When employers are hiring, interviewing candidates is pretty much a given. Yet that practice may be overrated. Research has shown that unstructured interviews, in particular, do not inform an employer much and can actually hurt if one already has more objective data such as standardized test scores. A new study reports that interviews do not just make us less accurate at predicting how qualified a candidate will be, they increase overconfidence in predictions, compounding the problem.

Edgar Kausel, a psychologist at the Pontifical Catholic University of Chile, once worked in retail and recalls that hiring managers did not ask consistent—or necessarily relevant—questions in interviews: “They might ask some people about their favorite celebrities to infer their personality and work ethic, then ask other people questions about their favorite color.” Such unstructured interviews create noise and bias, diluting more useful information.
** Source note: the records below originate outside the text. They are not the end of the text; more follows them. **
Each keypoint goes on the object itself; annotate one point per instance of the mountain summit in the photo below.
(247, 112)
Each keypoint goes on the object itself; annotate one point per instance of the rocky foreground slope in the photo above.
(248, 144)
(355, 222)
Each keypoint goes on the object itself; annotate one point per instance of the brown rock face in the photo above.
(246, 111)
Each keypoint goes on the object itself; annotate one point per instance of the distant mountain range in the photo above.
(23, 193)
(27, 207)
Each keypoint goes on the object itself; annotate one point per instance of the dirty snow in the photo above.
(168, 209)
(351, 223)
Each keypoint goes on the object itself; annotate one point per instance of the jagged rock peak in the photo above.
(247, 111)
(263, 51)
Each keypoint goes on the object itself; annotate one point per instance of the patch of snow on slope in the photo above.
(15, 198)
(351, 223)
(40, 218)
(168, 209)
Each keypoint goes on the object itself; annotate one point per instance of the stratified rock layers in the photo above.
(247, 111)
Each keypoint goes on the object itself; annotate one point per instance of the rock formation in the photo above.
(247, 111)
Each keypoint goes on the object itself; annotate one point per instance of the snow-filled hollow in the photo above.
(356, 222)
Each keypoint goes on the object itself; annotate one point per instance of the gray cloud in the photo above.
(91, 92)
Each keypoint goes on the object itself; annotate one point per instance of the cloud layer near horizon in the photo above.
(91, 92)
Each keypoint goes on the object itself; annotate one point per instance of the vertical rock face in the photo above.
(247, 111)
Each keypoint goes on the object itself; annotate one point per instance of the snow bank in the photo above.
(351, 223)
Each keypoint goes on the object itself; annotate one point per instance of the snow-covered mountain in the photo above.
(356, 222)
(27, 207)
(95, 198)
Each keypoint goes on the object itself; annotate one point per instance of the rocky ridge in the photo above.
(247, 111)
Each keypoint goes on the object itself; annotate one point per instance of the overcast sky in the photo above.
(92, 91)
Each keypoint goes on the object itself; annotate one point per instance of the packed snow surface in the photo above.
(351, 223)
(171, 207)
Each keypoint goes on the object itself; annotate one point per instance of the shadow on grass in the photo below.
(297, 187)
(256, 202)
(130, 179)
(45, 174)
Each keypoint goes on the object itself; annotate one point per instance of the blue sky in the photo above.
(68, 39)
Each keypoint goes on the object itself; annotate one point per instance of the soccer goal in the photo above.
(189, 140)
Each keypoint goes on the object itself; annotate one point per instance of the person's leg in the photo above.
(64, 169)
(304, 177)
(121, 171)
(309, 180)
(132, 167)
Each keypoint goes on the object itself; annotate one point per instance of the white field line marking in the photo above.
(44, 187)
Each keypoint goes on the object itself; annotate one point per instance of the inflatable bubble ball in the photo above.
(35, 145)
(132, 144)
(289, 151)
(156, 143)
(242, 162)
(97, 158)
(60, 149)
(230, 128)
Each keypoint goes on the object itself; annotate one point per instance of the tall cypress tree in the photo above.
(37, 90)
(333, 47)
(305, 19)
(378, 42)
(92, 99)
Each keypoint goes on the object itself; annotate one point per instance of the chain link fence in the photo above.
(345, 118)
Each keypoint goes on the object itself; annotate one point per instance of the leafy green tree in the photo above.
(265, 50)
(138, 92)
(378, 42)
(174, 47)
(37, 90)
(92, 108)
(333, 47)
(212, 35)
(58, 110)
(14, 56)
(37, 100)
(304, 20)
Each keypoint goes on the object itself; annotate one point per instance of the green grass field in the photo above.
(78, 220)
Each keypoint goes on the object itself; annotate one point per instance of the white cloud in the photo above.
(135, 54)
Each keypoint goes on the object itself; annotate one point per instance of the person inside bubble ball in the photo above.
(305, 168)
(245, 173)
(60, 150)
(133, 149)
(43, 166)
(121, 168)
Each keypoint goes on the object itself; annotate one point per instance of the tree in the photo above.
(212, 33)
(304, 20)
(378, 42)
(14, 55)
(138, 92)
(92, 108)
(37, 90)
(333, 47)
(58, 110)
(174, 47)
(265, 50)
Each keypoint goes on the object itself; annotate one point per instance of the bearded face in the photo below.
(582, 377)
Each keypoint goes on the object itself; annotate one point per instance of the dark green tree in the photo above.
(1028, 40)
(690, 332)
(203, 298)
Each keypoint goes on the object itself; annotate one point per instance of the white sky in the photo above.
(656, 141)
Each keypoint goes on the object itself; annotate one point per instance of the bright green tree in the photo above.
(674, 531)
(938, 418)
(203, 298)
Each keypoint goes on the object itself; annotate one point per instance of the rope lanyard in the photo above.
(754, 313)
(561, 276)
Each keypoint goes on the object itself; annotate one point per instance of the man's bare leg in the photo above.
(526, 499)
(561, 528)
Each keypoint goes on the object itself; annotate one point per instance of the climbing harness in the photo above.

In 2013 Jason Dana of Yale University and his colleagues reported that when people predicted college students' semester grades, interviewing them in addition to seeing their cumulative grade point averages reduced accuracy.

In the new study by Kausel and his collaborators, published in the November issue of Organizational Behavior and Human Decision Processes, hiring managers saw pairs of profiles based on actual airline employees and then attempted to select the better candidate. Everyone saw scores on tests of intelligence and conscientiousness, but some also saw interview scores. Surprisingly, when the raters' predictions were graded against actual job performance, managers with access to interview scores did worse.

In another experiment, undergraduates performed a similar task evaluating job candidates but could bet points on the accuracy of their forecasts. Students with access to interview scores were more overconfident in their judgments and lost more of their bets. In the real world, a human resources representative might select the wrong people, then bet big on them. “Managers generally perceive that their gut instinct is efficient and accurate when hiring,” Kausel says.

Of course, these findings do not necessarily apply to all jobs or employees, nor are all interviews created equal. Kausel recommends using measures of actual performance, and when you do an interview, take a structured approach by asking everyone the same, job-specific questions and scoring answers individually rather than relying on a general impression. Then, trust the numbers.